Dans les communautés afrodescendates la maladie mentale demeure un sujet tabou. Ces spasmes de l’esprit qui engagent vers des comportements erratiques, effraient, éloignent même, perturbent surement. Plus souvent qu’autrement schizophrénies, psychoses, bipolarité, dépression ou encore les troubles graves de l’anxiété sont évacués vers de commodes superstitions.
Pour mettre de la lumière dans cette obscurité assommante, l’auteure, directrice de création et intervenante psychosocial, Mariana Djelo Baldé, proposa en 2020 un premier livre qui s’intitula L’enfant derrière le miroir. Un an plus tard, le 25 septembre 2021, ce livre s’incarna dans une pièce de théâtre musical sur la scène du Bain Mathieu situé dans l’est de Montréal.

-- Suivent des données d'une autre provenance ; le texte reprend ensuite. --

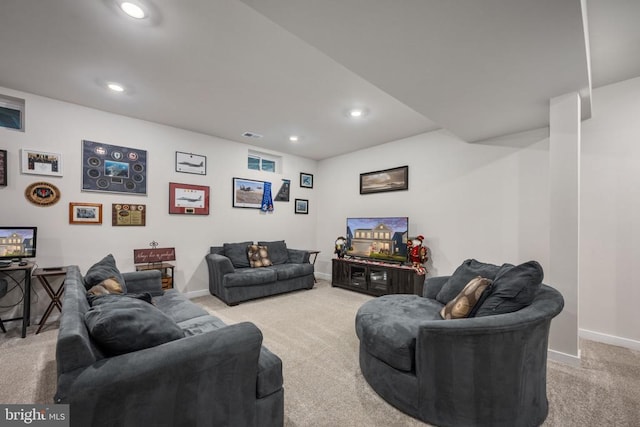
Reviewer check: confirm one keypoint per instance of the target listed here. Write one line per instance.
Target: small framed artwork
(394, 179)
(85, 213)
(127, 214)
(3, 168)
(302, 206)
(41, 163)
(306, 180)
(188, 199)
(191, 163)
(247, 193)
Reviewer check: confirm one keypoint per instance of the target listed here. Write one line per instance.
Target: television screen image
(18, 242)
(381, 239)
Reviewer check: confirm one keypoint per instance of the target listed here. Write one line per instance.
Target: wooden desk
(26, 300)
(42, 274)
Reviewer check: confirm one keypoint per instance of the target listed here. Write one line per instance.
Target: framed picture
(85, 213)
(113, 169)
(191, 163)
(127, 214)
(3, 168)
(188, 199)
(247, 193)
(394, 179)
(306, 180)
(302, 206)
(41, 163)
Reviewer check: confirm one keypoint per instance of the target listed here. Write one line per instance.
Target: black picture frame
(393, 179)
(191, 163)
(3, 168)
(301, 206)
(306, 180)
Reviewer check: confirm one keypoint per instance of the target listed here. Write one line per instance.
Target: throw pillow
(258, 256)
(237, 253)
(464, 273)
(462, 305)
(125, 324)
(104, 269)
(513, 288)
(277, 250)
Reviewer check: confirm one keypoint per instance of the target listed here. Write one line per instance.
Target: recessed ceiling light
(116, 87)
(132, 9)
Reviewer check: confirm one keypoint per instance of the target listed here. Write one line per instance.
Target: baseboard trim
(567, 359)
(609, 339)
(195, 294)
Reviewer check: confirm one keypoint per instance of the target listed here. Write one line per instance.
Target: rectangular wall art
(113, 169)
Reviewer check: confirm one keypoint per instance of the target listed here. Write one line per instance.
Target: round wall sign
(42, 194)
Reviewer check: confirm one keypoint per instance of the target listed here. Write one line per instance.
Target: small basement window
(263, 162)
(11, 112)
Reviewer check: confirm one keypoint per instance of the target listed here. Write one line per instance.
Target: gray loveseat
(487, 370)
(211, 374)
(233, 279)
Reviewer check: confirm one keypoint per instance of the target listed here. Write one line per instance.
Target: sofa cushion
(237, 253)
(269, 373)
(258, 256)
(249, 277)
(124, 325)
(464, 273)
(513, 288)
(277, 250)
(291, 271)
(178, 307)
(388, 327)
(462, 305)
(104, 269)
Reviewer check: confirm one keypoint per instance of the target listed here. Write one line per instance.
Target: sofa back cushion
(513, 288)
(237, 253)
(277, 251)
(102, 270)
(122, 325)
(464, 273)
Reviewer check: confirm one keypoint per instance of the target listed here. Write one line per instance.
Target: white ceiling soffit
(478, 68)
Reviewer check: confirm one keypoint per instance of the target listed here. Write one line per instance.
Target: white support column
(564, 178)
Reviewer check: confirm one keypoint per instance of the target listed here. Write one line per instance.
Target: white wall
(610, 222)
(60, 127)
(486, 201)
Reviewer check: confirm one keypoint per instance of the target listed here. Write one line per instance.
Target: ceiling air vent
(251, 135)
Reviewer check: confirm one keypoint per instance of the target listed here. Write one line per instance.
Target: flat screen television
(18, 242)
(378, 238)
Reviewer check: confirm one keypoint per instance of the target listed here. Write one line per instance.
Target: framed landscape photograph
(40, 162)
(188, 199)
(127, 214)
(306, 180)
(85, 213)
(302, 206)
(247, 193)
(191, 163)
(394, 179)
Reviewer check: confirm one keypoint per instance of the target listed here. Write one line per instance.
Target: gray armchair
(480, 371)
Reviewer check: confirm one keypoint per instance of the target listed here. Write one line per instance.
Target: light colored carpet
(313, 332)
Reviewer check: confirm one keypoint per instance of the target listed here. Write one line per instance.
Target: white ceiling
(479, 68)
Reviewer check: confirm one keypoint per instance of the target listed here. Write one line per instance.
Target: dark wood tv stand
(375, 278)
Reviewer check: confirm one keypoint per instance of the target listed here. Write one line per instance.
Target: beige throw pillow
(258, 256)
(463, 303)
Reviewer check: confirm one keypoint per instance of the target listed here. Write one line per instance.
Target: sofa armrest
(298, 256)
(432, 286)
(218, 265)
(139, 282)
(209, 379)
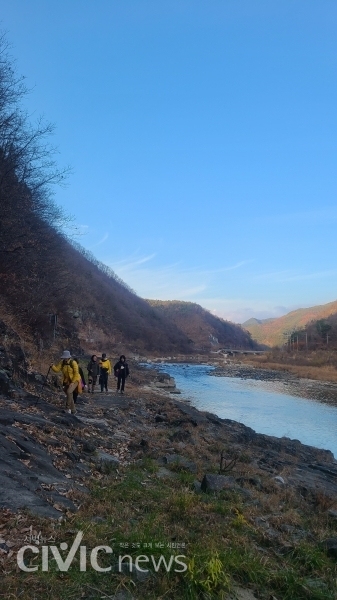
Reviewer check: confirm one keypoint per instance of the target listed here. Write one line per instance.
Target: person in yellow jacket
(105, 371)
(71, 378)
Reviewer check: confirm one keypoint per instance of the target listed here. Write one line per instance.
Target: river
(266, 407)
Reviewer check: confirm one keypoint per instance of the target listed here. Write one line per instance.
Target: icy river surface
(274, 408)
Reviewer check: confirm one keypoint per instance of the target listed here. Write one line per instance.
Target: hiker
(83, 382)
(121, 371)
(105, 371)
(71, 377)
(93, 369)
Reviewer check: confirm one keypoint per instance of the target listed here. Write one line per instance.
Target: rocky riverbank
(284, 381)
(51, 461)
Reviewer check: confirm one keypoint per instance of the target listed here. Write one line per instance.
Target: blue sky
(202, 138)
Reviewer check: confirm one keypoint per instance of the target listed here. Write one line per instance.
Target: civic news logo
(94, 557)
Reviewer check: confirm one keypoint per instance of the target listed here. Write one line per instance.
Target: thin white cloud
(104, 238)
(288, 275)
(127, 265)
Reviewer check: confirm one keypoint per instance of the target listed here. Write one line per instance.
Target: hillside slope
(205, 330)
(273, 332)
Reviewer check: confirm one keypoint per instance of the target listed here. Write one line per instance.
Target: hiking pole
(46, 379)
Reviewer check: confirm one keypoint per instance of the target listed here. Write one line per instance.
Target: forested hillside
(51, 290)
(205, 330)
(54, 293)
(306, 323)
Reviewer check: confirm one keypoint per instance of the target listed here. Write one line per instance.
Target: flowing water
(267, 407)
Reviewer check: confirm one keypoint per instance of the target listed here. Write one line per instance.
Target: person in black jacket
(121, 371)
(83, 383)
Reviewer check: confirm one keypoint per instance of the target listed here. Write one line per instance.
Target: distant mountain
(204, 330)
(274, 332)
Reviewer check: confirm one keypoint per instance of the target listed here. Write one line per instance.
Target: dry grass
(320, 373)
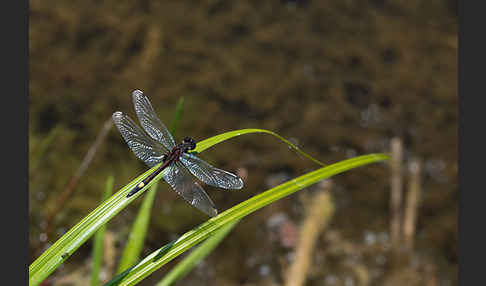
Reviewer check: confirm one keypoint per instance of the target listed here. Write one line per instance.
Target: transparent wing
(149, 120)
(211, 175)
(144, 147)
(183, 184)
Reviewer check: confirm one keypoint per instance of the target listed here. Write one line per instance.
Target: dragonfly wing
(149, 120)
(211, 175)
(144, 147)
(183, 184)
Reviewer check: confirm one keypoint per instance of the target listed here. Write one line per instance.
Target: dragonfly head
(189, 143)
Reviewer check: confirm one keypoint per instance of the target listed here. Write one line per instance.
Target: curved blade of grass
(207, 143)
(136, 239)
(98, 239)
(83, 230)
(65, 246)
(168, 252)
(198, 254)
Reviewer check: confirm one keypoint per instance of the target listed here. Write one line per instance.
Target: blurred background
(337, 78)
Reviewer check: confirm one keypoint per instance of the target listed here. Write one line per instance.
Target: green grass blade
(177, 116)
(136, 239)
(65, 246)
(205, 144)
(198, 254)
(98, 239)
(168, 252)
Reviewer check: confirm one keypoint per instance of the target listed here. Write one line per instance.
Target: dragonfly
(156, 145)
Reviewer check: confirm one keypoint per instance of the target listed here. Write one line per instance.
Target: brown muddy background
(340, 78)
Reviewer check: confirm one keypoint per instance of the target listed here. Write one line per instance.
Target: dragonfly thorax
(188, 144)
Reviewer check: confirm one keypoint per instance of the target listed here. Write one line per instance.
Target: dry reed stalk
(318, 216)
(413, 201)
(396, 191)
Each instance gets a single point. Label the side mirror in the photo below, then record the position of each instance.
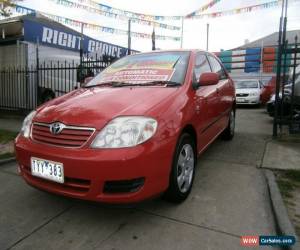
(86, 81)
(209, 78)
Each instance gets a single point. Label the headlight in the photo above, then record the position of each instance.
(25, 130)
(125, 131)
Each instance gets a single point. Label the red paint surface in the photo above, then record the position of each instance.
(205, 110)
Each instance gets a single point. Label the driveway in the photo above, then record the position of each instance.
(229, 199)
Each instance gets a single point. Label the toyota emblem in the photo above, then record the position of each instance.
(56, 128)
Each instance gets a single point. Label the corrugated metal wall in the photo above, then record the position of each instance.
(14, 55)
(254, 60)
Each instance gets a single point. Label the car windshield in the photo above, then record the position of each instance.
(246, 84)
(145, 69)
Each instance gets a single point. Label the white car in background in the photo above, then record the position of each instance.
(248, 92)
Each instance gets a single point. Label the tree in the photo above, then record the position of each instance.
(5, 7)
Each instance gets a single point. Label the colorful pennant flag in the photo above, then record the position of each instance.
(96, 27)
(106, 13)
(203, 8)
(238, 10)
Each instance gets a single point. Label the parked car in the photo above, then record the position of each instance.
(269, 86)
(285, 104)
(131, 133)
(248, 92)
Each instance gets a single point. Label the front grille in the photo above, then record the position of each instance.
(123, 186)
(69, 137)
(242, 95)
(79, 186)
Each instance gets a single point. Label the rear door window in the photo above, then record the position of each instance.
(217, 67)
(201, 66)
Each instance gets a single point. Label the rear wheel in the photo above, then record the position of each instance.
(183, 170)
(228, 133)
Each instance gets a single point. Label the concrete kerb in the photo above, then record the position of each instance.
(284, 225)
(8, 160)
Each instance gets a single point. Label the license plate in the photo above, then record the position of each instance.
(46, 169)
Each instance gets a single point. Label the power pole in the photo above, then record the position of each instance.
(207, 35)
(81, 77)
(129, 36)
(181, 38)
(281, 41)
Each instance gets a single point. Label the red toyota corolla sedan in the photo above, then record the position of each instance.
(131, 133)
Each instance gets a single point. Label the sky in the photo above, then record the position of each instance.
(225, 32)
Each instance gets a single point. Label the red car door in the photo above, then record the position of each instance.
(206, 104)
(224, 91)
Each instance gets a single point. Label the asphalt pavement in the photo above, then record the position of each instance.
(229, 199)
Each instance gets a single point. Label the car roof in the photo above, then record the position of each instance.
(176, 50)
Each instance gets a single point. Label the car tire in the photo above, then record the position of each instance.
(183, 170)
(228, 133)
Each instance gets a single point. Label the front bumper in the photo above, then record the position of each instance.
(88, 172)
(254, 100)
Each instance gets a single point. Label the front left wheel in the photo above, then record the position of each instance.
(183, 170)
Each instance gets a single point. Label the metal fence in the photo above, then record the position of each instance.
(25, 88)
(287, 105)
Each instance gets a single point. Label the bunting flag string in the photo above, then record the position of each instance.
(140, 20)
(96, 27)
(129, 14)
(247, 9)
(203, 8)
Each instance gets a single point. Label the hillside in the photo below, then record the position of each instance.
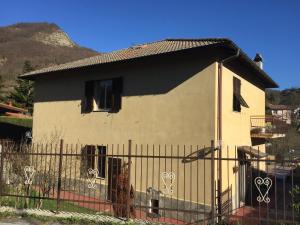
(43, 44)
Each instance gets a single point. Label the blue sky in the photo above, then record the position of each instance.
(271, 27)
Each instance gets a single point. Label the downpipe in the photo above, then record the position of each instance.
(219, 130)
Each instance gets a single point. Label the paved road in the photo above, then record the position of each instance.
(14, 222)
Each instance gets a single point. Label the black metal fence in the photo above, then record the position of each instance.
(174, 184)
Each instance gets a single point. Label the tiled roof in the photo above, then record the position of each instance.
(154, 48)
(151, 49)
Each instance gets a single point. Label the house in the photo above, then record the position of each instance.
(282, 112)
(10, 110)
(169, 92)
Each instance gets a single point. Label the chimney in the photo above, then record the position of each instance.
(258, 60)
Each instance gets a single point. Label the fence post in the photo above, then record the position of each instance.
(1, 167)
(129, 174)
(59, 175)
(212, 182)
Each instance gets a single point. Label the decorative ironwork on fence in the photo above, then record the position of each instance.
(165, 183)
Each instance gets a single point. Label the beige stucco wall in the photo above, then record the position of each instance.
(162, 105)
(236, 126)
(166, 105)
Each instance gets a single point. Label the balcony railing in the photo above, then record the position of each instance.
(268, 126)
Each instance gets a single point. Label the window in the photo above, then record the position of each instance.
(238, 100)
(94, 157)
(103, 95)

En deux mois, Mariana Baldé, native de la Guinée équatoriale, boucle la boucle de la pièce de théâtre musical : L’enfant derrière le miroir. « Après plusieurs mois de pandémie, les gens autour de nous, qu’on le veuille ou pas, passent par des moments difficiles. En tant qu’adulte vivant à Montréal, en tant qu’artiste, en tant que créatrice, le fait de créer sans savoir que ton œuvre va être vu ou lu, le fait de se poser la question, ca développe une certaine anxiété. Mais on ne sait pas que cela s’appelle anxiété parce qu’on n’est pas habituer à ce langage. Et quand on fait des recherches, on se rend compte que l’anxiété fait aussi partie des troubles de santé mentale. Puis, finalement on fini par comprendre qu’on connait une personne qui l’a vécu ou qui le vit. Comment en parler? Comment sensibiliser? Alors ce show, au-delà de faire la caricature, l’humour, la danse, on utilise l’art comme véhicule pour communiquer l’essentiel sans passer par un filtre de logique » nous confie Mariana sur la pertinence d’un tel exercice lors de cet avant-première.
Mariana Djelo Baldé semble avoir tapé dans le mille. Aucune chaise vide dans la soirée du 25 septembre 2021 au 2915 Rue Ontario Est. La communauté afrodescendante, assidue cette fois, s’est présentée accompagné, pour plusieurs, de leurs marmailles et pour d’autres, de leurs ami.e.s.
Rebecca, une Nigériane, fut invitée par une amie pour assister au spectacle. Ghislaine Bissalo, qui a lu le livre, est venu supporter sa meilleure amie, auteure du livre. Gotta Lago, Ivoirien à la naissance, artiste lui-même, s’est dit fasciné par le projet d’un théâtre musical. « Je n’ai jamais assisté, jamais vu le coté théâtre de la diaspora africaine » et de plus, ce percussionniste promet de se familiariser avec le livre suite au spectacle. Quant à Adeline Niyonkuru, 30 ans, d’origine rwandaise, elle est venue accompagnée de son amie par curiosité. « Pour moi c’est important de favoriser et de supporter la communauté noire. » révèle-t-elle.
Sur scène, Mariana Baldé s’est magistralement approprié le rôle principal, celle d’une jeune femme tantôt déchirée, tantôt réconfortée par une voix intérieure et ce, devant un public en transe. La musique fut assurée par la l’auteure-compositrice-interprète Rebecca Jean. D’origine haïtienne, elle incarna la Nuit dans la pièce signée Mariana Djelo Baldé.
Les chorégraphies, nées de la danse contemporaine furent concoctées par un talentueux Colombien, danseur depuis 20 années, Fabian Silguero aidé par Lucca Bella Stothers. « La santé mentale et l’immigration sont liés. On passe toujours par un processus d’adaptation. Quand l’être humain quitte un endroit, il passe par des moments difficiles comme la dépression, l’anxiété, l’angoisse. On passe tous par là, même moi comme immigrant. » nous livre Fabian.
La santé mentale nous touche tous, oui tous. « Chacun sa folie », me glisse épisodiquement mon père atteint de schizophrénie.
L’auteure ni échappe pas. « J’ai moi-même pendant mon enfance souffert d’anxiété sociale. A l’école les autres enfants me trouvaient différente, parfois on jouait avec mes cheveux. Et tout cela a créé un coté introverti, la peur de s’exprimer, la peur de prendre sa place parce qu’on a peur d’être jugé, peur du regard de l’autre. Au fur et à mesure qu’on vit ces troubles d’anxiété on imagine toujours le pire. Alors cela gâte nos relations, cela fait en sorte que lorsque vous entreprenez quelque chose, vous n’allez pas au bout, signe de dépression. A certain moment, j’ai imaginé, du moins j’ai cru imaginer, la voix d’une enfant qui me parle. Je l’ai appelé L’enfant derrière le miroir » conclut Mariana Djelo Baldé.